Lorie Smith und Jack Phillips leben nur wenige Kilometer voneinander entfernt in Colorado. Phillips gestaltet Hochzeitstorten, während Smith Webseiten für Paare entwirft, die sich das Ja-Wort geben. Beide verstehen sich als evangelikale Christen und lehnen gleichgeschlechtliche Ehen ab. Deshalb verweigern sie Schwulen und Lesben ihre Dienste.
Dem Bäcker sprach der Supreme Court 2018 das Recht zu, seine Leistung nicht anbieten zu müssen, weil die Richter darin seine "künstlerische Freiheit" eingeschränkt sahen. Im Fall der Webdesignerin haben sie noch nicht entschieden.
Bewertung der Tätigkeit
Alles hänge davon ab, wie Smith' Tätigkeit bewertet werde, stellte Richter Brett Kavanaugh während der Anhörung am Montag fest. "Handelt es sich um eine Leistung, wie sie in Restaurants, von Juwelieren oder Schneidern erbracht wird?", fragte der konservative Richter die Vertreterin der Klägerin - oder ist ihre Tätigkeit eher mit der von Verlagen vergleichbar. Anwältin Kristen Waggoner betonte, es gehe unmittelbar um das Recht auf Redefreiheit ihrer Klientin, das durch das Antidiskriminierungsgesetz von Colorado verletzt werde.
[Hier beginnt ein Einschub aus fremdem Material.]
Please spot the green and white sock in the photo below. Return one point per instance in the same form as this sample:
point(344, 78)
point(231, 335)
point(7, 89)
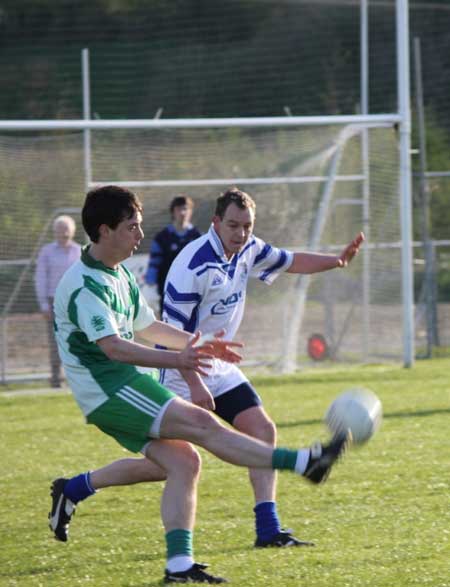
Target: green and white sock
point(292, 460)
point(179, 550)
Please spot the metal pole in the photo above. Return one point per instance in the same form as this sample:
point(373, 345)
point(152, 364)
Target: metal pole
point(429, 273)
point(366, 182)
point(403, 86)
point(86, 116)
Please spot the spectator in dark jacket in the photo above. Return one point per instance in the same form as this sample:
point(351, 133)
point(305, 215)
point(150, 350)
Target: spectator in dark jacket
point(168, 243)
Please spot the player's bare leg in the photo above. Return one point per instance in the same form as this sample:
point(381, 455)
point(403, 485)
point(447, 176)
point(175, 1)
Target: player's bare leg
point(182, 463)
point(184, 420)
point(255, 422)
point(127, 472)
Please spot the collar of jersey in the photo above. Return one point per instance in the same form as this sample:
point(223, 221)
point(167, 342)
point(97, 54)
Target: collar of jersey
point(94, 264)
point(217, 245)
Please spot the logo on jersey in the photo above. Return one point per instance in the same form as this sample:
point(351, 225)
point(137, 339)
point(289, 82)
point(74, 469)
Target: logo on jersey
point(227, 304)
point(98, 322)
point(218, 280)
point(244, 272)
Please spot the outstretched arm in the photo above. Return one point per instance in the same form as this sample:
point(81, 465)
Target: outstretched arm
point(174, 338)
point(318, 262)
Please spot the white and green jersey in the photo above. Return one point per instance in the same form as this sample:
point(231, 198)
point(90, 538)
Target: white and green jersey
point(93, 301)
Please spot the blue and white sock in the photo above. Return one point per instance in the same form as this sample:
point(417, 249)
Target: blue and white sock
point(266, 519)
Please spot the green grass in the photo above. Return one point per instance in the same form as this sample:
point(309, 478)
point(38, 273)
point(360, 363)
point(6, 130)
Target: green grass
point(383, 518)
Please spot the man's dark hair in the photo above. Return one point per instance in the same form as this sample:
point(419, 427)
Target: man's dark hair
point(181, 201)
point(108, 205)
point(233, 196)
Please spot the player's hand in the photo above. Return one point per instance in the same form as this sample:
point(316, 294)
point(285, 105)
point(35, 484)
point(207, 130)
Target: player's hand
point(195, 357)
point(201, 396)
point(219, 348)
point(351, 250)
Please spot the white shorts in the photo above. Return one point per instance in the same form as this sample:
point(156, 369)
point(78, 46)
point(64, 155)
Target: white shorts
point(222, 378)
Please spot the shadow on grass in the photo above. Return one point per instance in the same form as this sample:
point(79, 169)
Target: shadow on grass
point(393, 415)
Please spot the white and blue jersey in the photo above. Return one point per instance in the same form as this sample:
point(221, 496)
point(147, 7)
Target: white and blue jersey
point(206, 291)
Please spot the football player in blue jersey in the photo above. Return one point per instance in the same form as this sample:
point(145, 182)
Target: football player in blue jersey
point(206, 289)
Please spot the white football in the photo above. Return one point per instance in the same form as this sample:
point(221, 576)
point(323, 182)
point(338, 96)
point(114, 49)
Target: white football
point(359, 410)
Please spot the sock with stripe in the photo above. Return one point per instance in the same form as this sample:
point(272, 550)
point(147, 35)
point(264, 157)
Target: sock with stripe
point(266, 520)
point(292, 460)
point(179, 550)
point(79, 487)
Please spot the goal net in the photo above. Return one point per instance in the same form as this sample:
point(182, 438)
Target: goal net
point(314, 190)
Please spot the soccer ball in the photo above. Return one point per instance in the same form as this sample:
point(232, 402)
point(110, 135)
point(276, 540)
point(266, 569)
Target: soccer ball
point(357, 409)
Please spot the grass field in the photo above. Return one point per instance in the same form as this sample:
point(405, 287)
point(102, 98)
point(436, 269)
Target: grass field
point(382, 519)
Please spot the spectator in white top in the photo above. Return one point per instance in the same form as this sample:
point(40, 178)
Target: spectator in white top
point(53, 261)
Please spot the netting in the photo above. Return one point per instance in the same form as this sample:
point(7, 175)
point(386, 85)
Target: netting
point(308, 184)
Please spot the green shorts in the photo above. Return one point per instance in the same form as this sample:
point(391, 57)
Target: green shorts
point(133, 414)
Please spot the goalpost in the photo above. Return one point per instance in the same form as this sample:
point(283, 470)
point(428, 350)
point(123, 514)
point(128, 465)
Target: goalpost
point(328, 182)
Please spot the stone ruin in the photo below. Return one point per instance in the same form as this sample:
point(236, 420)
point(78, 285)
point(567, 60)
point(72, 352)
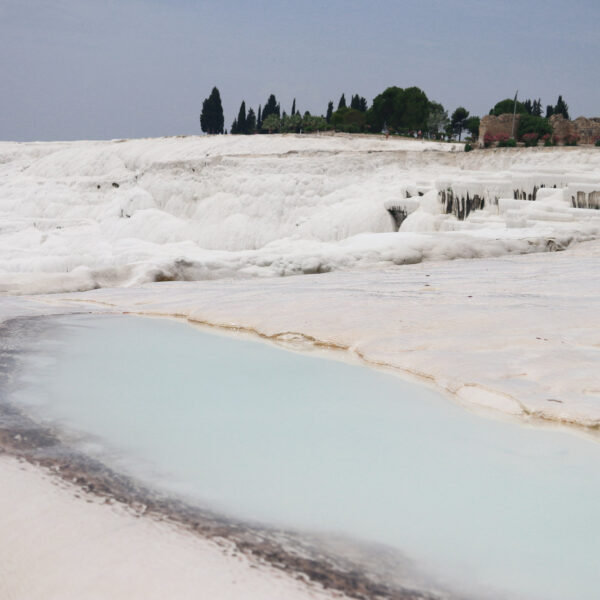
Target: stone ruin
point(588, 130)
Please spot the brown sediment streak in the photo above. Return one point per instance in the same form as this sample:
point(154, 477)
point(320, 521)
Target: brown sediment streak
point(302, 556)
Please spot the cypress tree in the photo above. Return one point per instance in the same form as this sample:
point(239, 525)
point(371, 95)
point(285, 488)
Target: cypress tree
point(561, 108)
point(251, 122)
point(271, 107)
point(211, 117)
point(241, 120)
point(329, 111)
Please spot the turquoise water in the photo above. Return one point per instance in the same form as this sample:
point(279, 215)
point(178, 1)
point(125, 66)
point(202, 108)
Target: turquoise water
point(265, 434)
Dieses Gesetz war bereits Gegenstand von Philipps' Rechtsstreit mit dem Bundesstaat. Es verbietet ausdrücklich, dass Geschäfte ihre Waren oder Services bestimmten Gruppen vorenthalten dürfen. Im Fall des Tortenbäckers entschied der Supreme Court zu dessen Gunsten, ohne das Recht insgesamt infrage zu stellen.
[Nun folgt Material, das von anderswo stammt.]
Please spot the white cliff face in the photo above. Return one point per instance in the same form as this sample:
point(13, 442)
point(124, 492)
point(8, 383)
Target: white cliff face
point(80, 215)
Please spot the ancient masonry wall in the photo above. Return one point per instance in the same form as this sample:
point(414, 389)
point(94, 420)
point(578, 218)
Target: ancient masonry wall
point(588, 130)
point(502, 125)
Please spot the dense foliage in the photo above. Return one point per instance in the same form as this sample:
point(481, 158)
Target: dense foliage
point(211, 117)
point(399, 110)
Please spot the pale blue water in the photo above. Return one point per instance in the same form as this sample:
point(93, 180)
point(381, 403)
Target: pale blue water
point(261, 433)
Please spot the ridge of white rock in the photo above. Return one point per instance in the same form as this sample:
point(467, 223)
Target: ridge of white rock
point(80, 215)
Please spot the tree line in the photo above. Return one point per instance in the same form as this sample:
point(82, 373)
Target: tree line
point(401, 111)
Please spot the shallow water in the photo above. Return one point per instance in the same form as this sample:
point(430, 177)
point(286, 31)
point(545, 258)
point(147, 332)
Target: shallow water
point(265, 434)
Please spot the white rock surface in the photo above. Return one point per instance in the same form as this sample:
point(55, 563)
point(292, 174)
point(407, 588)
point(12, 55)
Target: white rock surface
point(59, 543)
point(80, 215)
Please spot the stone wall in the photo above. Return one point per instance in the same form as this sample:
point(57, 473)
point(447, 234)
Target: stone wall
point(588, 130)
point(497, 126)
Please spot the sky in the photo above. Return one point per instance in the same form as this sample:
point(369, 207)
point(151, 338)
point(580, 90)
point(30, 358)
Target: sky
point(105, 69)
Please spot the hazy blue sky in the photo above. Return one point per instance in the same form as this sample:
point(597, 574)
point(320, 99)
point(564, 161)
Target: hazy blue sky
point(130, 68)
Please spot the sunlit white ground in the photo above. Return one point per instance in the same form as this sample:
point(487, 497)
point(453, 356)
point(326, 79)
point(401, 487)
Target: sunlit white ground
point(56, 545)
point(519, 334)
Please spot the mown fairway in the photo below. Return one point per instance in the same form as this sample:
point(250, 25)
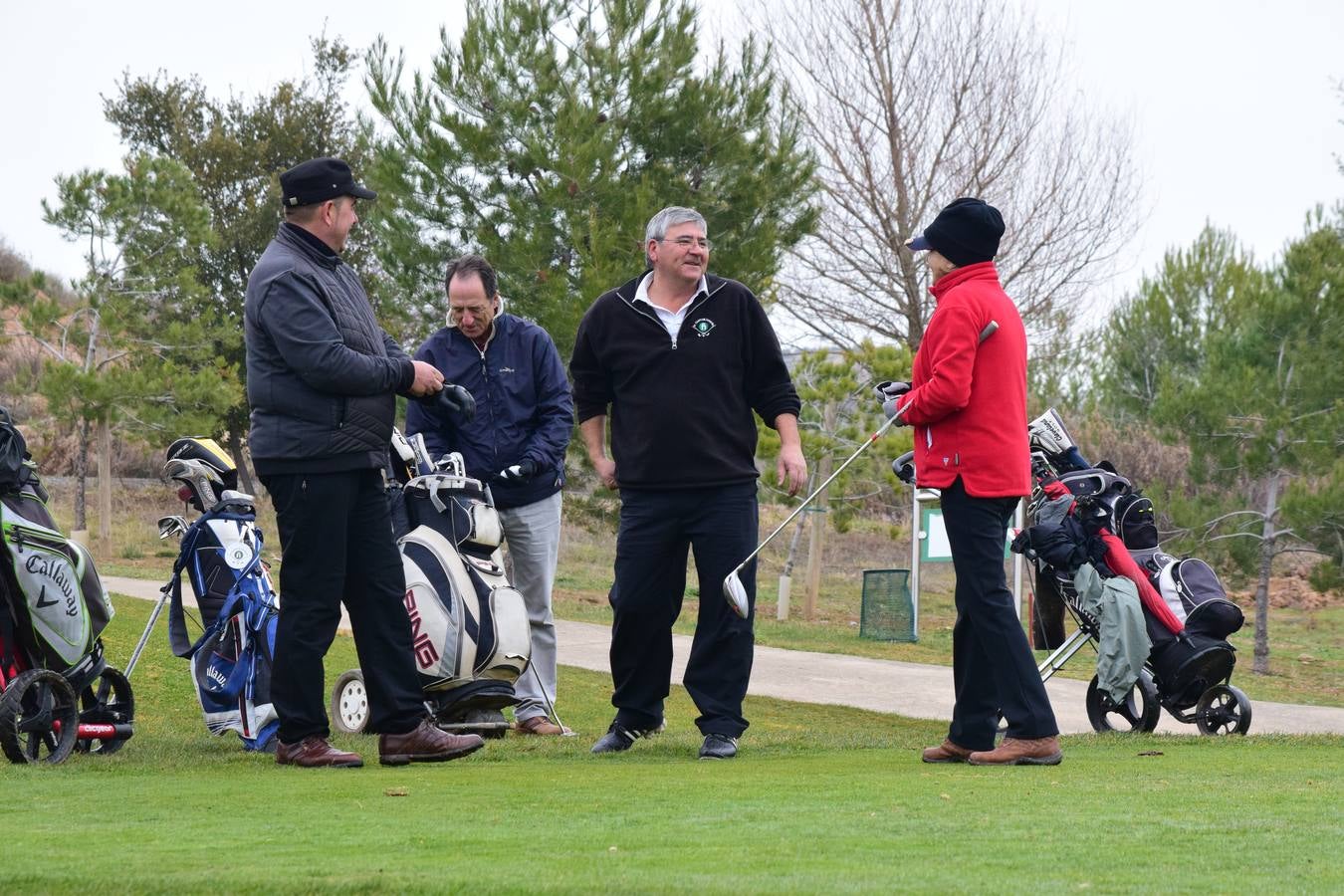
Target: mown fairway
point(821, 799)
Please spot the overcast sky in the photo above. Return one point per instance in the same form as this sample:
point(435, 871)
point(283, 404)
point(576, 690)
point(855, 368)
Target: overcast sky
point(1235, 105)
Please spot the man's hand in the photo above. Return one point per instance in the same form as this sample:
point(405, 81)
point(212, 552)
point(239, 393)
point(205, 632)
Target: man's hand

Der Justiziar von Colorado, Eric Olson, fürchtet, dies könnte diesmal anders ausgehen - zumal der Supreme Court nun von sechs konservativen Richtern dominiert wird. Das geltende Gesetz sei "neutral" und verlange von Geschäftsbesitzern nichts anderes, als alle Kunden gleich zu behandeln, hielt Olson der Klägerin entgegen. Das Recht zu relativieren, würde die Schleusen für Unternehmen öffnen, "wegen Behinderung, sexueller Orientierung, Religion oder Rasse zu diskriminieren".
Schwierige Implikationen
Ketanji Brown Jackson, die erste afroamerikanische Richterin am Supreme Court, gab ähnliche Bedenken zu erkennen. Sie argumentierte mit dem hypothetischen Fall eines Weihnachtsmanns in einer Shopping-Mall, der sich aus konzeptionellen Gründen nur mit weißen Kindern ablichten lassen wolle: "Warum sollte er das nicht tun dürfen?" Richterin Sonia Sotomayor äußerte sich ähnlich: "Was ist mit Leuten, die nicht an gemischt-rassige Ehen glauben oder mit jenen, die es nicht für richtig halten, dass behinderte Menschen heiraten?"
Diese Argumentation schien außer bei den drei liberalen Richtern wenig Unterstützung zu finden. Samuel Alito bemühte ebenfalls den Weihnachtsmann, um die Frage in den Raum zu stellen, ob ein schwarzer Santa nicht das Recht haben sollte, Fotos mit Kindern in einem "Ku-Klux-Klan"-Kostüm zu verweigern.
So theoretisch die Argumente daherkamen, so wenig substanziell ist die Grundlage der Klage der Evangelikalen: Anderes als Tortenbäcker Phillips hat Webdesignerin Smith bis heute keine konkrete Anfrage erhalten, eine Webseite für gleichgeschlechtliche Paare zu gestalten.
"Welt des Hypothetischen"
Sie habe kein Problem damit, für LGBTQ-Personen zu arbeiten, erklärte Smith vor der Anhörung. Die einzige Ausnahme sei, wenn es um die Gestaltung einer Hochzeits-Webseite gehe. Das wolle sie potenzielle Kunden wissen lassen, wenn diese sich über ihre Dienstleistungen informierten. Die englische Abkürzung LGBTQ steht für Menschen, die sich etwa als lesbisch, schwul oder queer identifizieren.
Der Justizminister von Colorado, Phil Weiser, sprach von einem "frei erfundenen Fall". Es seien weder Webseiten geschaffen worden noch hätten Personen danach gefragt. "Wir befinden uns in einer Welt des Hypothetischen."
Umso gravierender könnten die Konsequenzen eines Urteils zugunsten von Smith nach Ansicht von Experten sein. Das sagt etwa David Cole von der Bürgerrechtsorganisation ACLU. "Wir leben dann in einer Welt, in der jedes Geschäft mit einer gestalterischen Dienstleistung ein Schild aufhängen kann: 'Frauen werden nicht bedient, Juden werden nicht bedient, Schwarze werden nicht bedient'."
Smith besteht darauf, dass ihre Ablehnung von Hochzeitsdienstleistungen für gleichgeschlechtliche Paare eine andere Qualität habe. Die Mehrheit der Richter scheint darum bemüht zu sein, die für den Sommer erwartete Entscheidung eng zu fassen - wie einst im Fall des Tortenbäckers. Dieser steht übrigens ein weiteres Mal vor Gericht. Diesmal, weil er sich geweigert hatte, einer Transperson einen Kuchen zu backen.